AVM v. Cybits (non-Copyright arguments)

AVM Computersysteme Vertiebs GmbH” (AVM) v. “Cybits AG” looks like very interesting case. Plaintiff, the AVM, is using unfair competition law and trade mark law to enforce the copyright rights it has “lost” due to GPL licensing. Background of the case is here.

FSFE reports that AVM claims following:

The focus of the hearing, however, lay less on the area of Copyright but more on trademark and competition law issues. AVM doesn’t deny that the GNU GPL licensed software installed on the routers may be changed by the users, but maintains the opinion that no altered software may then be reinstalled on the routers.

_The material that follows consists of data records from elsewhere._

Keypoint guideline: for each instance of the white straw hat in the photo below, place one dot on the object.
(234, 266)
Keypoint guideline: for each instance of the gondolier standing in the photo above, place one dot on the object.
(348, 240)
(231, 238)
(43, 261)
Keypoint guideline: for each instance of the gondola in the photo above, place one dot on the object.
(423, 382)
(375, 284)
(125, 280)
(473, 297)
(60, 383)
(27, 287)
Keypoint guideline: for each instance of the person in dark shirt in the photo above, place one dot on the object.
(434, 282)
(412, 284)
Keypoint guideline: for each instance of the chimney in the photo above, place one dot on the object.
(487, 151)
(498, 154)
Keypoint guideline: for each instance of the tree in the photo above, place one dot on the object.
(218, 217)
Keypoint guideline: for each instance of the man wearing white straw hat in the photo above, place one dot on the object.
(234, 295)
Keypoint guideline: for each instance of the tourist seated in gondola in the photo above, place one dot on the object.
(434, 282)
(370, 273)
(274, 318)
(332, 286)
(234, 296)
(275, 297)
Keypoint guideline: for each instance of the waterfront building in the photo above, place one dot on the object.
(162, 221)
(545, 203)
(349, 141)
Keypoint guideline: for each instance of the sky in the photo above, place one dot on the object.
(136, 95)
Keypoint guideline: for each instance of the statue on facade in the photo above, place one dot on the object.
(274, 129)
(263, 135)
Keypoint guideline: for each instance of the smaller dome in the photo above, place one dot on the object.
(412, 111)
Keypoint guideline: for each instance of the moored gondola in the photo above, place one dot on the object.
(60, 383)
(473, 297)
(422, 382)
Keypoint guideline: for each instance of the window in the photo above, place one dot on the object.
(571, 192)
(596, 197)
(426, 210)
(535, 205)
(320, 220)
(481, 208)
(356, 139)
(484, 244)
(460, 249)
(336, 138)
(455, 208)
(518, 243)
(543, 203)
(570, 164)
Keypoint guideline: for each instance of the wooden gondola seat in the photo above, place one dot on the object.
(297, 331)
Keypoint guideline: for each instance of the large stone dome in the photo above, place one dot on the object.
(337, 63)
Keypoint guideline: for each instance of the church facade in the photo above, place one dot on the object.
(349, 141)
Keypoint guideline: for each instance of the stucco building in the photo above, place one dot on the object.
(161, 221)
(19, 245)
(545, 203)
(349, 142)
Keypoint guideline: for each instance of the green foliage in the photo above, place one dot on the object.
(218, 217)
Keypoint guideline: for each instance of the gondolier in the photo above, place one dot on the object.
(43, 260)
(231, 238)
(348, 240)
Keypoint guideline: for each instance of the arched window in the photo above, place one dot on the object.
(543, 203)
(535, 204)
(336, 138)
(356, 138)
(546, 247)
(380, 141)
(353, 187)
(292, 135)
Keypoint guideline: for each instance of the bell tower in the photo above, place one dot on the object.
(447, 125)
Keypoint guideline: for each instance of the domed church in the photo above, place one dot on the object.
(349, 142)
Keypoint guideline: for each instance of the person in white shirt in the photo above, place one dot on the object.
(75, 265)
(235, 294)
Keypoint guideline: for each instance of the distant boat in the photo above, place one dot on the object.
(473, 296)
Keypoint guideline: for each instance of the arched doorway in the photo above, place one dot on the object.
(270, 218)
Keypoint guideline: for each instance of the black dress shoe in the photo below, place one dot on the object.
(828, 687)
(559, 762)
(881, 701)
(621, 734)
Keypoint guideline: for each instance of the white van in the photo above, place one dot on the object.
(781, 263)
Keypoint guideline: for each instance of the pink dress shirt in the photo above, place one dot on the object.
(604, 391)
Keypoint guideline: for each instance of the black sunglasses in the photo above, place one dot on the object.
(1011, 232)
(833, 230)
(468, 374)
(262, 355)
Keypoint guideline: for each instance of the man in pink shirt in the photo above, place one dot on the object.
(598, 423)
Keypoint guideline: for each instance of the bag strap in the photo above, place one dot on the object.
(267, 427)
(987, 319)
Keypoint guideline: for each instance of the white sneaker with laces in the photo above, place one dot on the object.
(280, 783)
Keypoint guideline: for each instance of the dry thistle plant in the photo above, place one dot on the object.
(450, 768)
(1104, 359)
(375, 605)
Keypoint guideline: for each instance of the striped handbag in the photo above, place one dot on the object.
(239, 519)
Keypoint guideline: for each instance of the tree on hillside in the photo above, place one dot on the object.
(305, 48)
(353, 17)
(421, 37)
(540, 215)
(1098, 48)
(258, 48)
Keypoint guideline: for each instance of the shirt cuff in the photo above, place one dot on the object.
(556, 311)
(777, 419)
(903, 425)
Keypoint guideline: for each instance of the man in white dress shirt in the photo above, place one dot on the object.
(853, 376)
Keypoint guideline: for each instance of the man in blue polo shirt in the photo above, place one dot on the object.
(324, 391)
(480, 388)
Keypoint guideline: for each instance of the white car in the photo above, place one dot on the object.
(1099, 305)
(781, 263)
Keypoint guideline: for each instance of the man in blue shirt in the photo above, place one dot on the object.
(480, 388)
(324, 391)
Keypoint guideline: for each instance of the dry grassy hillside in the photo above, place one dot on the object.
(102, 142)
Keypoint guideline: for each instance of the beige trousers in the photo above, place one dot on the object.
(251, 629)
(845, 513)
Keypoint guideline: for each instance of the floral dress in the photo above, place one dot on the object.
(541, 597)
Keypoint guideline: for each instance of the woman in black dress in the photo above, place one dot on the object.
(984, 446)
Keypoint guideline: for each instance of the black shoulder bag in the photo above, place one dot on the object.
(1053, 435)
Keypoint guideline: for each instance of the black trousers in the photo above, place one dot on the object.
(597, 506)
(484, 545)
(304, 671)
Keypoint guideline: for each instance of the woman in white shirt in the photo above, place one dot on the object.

AVM relied on two main arguments:

AVM routers with the software changed by Cybits’ software might possibly reach third parties who would have no knowledge of the firmware changes and who may therefore attribute possible router functional changes to AVM even if they were actually caused by the software of Cybits. Therefore, the trademark rights of AVM were infringed. This also constituted an act of unfair competition.

To me, I can´t see any trade mark use by Cybits. Even if that would be the case, it should be reminded that protection beyond confusion is only present in case of reputed trade marks (art. 5(2) of TM directive). Also, if the contract allows you to do something, enforcing the very same on the basis of unfair competition law seems to be quite non-sense. But one never, know .. let´s see what the Distric Court of Berlin thinks of this.